While Hatnua members can’t violate the cabinet’s decision by voting against the bills, they could skip the vote. However, it’s not yet clear whether they will.

One politician said the proposed cabinet decision was “stupid. If everyone is promising from the outset that the Shaked and Elkin bills will be shelved, why vote on them to begin with? Why make life difficult for Yesh Atid and Hatnua, which oppose these bills, and force them to deal with this issue? It would be better to let Netanyahu finish his version of the bill and bring that alone to a vote.”

Orit Korin, the deputy attorney general for legislation, voiced support on Thursday for Netanyahu’s version of the bill. In a written opinion, she said that even though the word “equality” doesn’t appear in it, “We believe the correct legal reading of the wording shows that equality is included among the principles on which the government bill on this matter will be based.”

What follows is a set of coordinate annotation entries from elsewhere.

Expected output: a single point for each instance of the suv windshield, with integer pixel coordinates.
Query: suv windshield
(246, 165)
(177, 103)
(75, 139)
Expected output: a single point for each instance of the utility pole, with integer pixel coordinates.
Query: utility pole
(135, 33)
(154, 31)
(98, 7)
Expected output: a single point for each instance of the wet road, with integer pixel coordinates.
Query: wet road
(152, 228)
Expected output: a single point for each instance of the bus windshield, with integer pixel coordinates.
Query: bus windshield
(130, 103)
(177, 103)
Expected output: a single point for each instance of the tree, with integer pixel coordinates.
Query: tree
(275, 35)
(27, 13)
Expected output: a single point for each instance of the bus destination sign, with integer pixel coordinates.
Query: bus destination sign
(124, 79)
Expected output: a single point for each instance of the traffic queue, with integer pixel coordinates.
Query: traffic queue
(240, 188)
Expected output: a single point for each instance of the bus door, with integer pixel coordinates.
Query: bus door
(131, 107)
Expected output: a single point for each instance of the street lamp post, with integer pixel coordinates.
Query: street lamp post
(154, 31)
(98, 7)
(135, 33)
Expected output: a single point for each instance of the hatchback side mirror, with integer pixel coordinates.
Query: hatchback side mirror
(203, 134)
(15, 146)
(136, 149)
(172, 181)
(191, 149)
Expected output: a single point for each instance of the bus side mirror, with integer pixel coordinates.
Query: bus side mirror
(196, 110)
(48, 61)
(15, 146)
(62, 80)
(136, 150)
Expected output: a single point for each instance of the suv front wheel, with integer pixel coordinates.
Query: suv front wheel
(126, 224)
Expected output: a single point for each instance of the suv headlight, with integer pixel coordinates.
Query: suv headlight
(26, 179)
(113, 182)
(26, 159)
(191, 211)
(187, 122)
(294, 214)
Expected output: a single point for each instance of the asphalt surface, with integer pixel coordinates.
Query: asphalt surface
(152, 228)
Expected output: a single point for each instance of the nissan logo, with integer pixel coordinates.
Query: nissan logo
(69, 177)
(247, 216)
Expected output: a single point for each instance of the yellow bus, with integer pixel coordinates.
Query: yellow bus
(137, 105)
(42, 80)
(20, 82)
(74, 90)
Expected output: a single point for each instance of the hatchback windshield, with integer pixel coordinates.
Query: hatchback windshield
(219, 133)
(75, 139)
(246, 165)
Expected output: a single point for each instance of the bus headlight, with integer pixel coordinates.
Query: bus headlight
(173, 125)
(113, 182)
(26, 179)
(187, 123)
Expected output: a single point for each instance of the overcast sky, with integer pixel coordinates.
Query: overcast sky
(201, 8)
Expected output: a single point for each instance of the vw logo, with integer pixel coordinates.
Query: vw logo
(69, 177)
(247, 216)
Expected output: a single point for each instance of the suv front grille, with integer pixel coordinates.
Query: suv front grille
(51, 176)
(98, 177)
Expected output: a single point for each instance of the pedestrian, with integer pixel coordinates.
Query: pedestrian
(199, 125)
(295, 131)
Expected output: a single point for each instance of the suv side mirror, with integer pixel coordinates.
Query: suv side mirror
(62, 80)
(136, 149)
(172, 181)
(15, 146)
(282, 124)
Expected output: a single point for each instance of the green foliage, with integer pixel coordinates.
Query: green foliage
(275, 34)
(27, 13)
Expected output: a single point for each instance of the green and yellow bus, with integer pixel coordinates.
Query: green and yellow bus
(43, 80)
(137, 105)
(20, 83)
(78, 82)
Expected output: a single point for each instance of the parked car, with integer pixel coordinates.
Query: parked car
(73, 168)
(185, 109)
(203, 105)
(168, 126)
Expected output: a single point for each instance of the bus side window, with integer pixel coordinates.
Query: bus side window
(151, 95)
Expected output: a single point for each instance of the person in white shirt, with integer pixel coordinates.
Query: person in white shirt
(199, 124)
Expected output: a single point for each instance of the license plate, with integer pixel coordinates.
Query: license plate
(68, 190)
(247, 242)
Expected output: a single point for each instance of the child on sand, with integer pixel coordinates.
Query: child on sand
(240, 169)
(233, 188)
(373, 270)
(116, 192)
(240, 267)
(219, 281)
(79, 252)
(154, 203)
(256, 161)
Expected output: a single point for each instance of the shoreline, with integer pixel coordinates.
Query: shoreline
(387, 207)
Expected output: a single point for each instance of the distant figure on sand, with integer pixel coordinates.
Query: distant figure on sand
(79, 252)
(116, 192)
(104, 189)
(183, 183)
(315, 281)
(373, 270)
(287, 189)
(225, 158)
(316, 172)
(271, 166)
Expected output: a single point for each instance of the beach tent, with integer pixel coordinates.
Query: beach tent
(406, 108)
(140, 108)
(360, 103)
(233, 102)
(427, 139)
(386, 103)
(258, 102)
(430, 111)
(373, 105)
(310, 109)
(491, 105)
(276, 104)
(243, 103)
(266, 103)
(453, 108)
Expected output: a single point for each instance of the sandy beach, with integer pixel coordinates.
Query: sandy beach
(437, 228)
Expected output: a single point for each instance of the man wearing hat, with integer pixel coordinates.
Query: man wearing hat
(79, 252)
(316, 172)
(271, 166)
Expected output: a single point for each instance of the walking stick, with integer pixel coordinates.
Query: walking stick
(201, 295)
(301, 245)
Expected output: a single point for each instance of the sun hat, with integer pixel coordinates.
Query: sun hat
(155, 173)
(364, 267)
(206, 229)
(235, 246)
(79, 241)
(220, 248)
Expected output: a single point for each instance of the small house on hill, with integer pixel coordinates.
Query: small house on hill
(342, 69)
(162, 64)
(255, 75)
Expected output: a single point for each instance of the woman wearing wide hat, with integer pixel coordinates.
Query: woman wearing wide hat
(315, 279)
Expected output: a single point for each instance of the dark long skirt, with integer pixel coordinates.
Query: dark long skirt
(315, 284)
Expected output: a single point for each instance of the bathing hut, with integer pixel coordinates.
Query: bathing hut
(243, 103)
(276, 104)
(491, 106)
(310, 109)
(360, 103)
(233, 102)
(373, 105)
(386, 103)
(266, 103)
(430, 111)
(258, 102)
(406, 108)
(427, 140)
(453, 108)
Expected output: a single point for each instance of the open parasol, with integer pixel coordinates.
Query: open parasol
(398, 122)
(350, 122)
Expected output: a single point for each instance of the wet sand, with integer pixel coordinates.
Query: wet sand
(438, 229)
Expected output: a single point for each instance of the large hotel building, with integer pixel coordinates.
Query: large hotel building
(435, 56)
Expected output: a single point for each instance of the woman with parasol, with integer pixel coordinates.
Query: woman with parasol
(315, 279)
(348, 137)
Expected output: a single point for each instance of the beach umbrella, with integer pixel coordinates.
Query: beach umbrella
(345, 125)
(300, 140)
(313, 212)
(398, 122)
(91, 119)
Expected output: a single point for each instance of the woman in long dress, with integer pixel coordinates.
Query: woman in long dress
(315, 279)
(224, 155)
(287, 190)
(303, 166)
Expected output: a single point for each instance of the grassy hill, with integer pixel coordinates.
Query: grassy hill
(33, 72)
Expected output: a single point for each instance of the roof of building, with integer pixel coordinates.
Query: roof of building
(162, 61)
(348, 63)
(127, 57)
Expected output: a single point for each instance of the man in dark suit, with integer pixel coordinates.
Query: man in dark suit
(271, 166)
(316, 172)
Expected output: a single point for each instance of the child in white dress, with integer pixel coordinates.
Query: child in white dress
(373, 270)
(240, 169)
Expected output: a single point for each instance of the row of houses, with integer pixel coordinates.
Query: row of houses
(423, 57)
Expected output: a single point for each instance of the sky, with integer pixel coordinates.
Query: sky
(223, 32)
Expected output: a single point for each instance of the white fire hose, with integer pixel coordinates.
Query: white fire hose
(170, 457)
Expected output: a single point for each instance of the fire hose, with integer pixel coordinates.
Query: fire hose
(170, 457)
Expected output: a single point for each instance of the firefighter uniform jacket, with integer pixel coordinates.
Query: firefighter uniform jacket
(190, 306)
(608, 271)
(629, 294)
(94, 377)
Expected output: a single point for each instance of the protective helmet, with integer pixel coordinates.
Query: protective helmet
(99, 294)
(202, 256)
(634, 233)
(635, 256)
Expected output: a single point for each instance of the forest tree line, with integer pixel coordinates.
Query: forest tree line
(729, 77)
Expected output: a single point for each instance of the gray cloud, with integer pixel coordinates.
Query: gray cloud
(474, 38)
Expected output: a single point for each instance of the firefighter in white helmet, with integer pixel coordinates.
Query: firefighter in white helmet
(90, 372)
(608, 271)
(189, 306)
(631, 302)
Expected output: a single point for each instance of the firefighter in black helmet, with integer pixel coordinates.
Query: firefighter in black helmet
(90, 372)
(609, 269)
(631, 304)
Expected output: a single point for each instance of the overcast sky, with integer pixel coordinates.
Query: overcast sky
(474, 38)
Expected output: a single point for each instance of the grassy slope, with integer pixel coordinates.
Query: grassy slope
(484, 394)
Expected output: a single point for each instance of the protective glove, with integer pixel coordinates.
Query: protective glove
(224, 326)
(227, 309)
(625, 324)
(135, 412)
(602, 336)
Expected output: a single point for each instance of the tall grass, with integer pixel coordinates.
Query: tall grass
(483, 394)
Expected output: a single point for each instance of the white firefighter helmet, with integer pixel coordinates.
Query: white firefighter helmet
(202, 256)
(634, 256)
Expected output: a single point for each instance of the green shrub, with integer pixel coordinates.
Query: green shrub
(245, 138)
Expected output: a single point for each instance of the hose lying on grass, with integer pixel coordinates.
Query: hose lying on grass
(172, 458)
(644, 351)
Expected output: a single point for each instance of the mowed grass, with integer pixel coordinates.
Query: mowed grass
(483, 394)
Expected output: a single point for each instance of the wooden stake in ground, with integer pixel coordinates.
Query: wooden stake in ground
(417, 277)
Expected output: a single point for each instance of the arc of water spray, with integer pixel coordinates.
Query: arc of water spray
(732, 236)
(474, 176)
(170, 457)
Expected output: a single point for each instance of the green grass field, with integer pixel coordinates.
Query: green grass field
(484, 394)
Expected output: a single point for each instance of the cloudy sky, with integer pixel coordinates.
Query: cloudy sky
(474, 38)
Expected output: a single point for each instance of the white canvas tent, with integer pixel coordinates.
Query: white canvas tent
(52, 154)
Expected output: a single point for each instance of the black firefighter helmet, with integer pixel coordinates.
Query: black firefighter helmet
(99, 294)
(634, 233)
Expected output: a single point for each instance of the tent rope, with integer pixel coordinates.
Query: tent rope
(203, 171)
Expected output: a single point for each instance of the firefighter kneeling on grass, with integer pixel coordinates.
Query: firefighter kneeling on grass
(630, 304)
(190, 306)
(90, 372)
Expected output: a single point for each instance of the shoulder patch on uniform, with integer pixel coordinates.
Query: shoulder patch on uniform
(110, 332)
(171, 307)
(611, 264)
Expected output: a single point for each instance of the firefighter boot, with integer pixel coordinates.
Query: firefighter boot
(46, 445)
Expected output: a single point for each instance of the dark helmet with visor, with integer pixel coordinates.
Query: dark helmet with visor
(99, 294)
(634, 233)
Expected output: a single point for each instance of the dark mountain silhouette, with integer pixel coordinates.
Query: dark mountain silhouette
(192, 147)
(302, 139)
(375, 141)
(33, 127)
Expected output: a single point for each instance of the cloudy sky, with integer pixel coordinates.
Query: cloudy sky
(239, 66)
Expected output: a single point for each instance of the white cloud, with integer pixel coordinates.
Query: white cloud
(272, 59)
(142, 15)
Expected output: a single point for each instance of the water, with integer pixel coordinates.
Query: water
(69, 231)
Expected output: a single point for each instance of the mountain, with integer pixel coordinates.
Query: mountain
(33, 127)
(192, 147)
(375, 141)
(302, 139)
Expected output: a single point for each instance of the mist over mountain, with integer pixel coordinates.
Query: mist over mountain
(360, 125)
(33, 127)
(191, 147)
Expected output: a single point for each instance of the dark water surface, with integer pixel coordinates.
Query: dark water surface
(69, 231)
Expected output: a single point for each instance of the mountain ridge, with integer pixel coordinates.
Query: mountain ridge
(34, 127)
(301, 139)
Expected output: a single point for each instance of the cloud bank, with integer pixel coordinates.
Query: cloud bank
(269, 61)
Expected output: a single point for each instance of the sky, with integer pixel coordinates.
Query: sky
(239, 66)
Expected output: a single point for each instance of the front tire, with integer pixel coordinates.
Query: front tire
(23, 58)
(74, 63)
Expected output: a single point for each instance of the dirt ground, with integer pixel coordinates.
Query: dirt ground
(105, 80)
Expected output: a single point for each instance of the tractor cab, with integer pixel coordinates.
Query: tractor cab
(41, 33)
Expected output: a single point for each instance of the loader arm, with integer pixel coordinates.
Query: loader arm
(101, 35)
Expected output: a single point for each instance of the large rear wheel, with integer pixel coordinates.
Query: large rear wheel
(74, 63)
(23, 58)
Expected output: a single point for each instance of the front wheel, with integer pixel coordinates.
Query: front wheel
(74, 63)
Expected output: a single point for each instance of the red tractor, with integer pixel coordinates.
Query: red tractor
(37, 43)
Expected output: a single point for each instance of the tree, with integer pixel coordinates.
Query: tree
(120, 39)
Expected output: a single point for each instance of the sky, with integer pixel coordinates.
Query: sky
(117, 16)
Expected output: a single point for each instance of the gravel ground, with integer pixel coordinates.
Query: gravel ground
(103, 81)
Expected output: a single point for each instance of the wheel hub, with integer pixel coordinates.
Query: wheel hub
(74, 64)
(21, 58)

This conclusion, she wrote, is based on two main elements of the bill: its “clear statement” about Israel’s democratic character and values and its explicit protection of civil rights for all Israelis.

The introduction to the bill, Korin noted, states that its purpose is to enshrine “Israel’s values as a Jewish and democratic state.” In addition, its second principle declares that “Israel is a democratic state.”

“These are significant statements which make it clear that the new Basic Law, alongside enshrining the state’s identity as the Jewish nation state in which the Jewish people realizes its right to self-determination, also enshrines the state’s democratic character,” she wrote.

“The state’s democratic character includes an obligation to protect human rights, and among them equality,” she continued. “Even though democratic regimes around the world differ from each other in their systems of government, the separation of powers between the different branches of government and sometimes even the nature of judicial review over the legislature with regard to human rights violations, there is no disagreement that equality is a human right that is positioned at the core of the web of fundamental rights protected by any regime that is termed democratic.”

But Hadash party chairman MK Mohammed Barakeh was scathingly critical of the bill. “Netanyahu is laying the constitutional groundwork for apartheid and bringing Israel down to the status of a pariah state,” he told Haaretz. “He’s instigating war with Gaza and Iran, building separation walls and perpetuating the occupation and the settlements.”

Barakeh said he plans to protest Netanyahu’s bill by submitting a bill of his own to the Knesset that will be titled “Israel – a democratic and egalitarian state.” His bill says that “Every person in Israel has the right to equal protection of the law and complete equality of opportunities,” and also permits the government to take affirmative action to promote equality. It was written together with Dr. Yousef Jabareen, the director of Dirasat, the Arab Center for Law and Policy.

This bill will be “the last bill I submit before my resignation from the Knesset this March,” Barakeh added. “A consolidation of democratic [forces] around this bill would stop the erosion. My bill is an attempt to drag the public debate in the direction of normalcy.”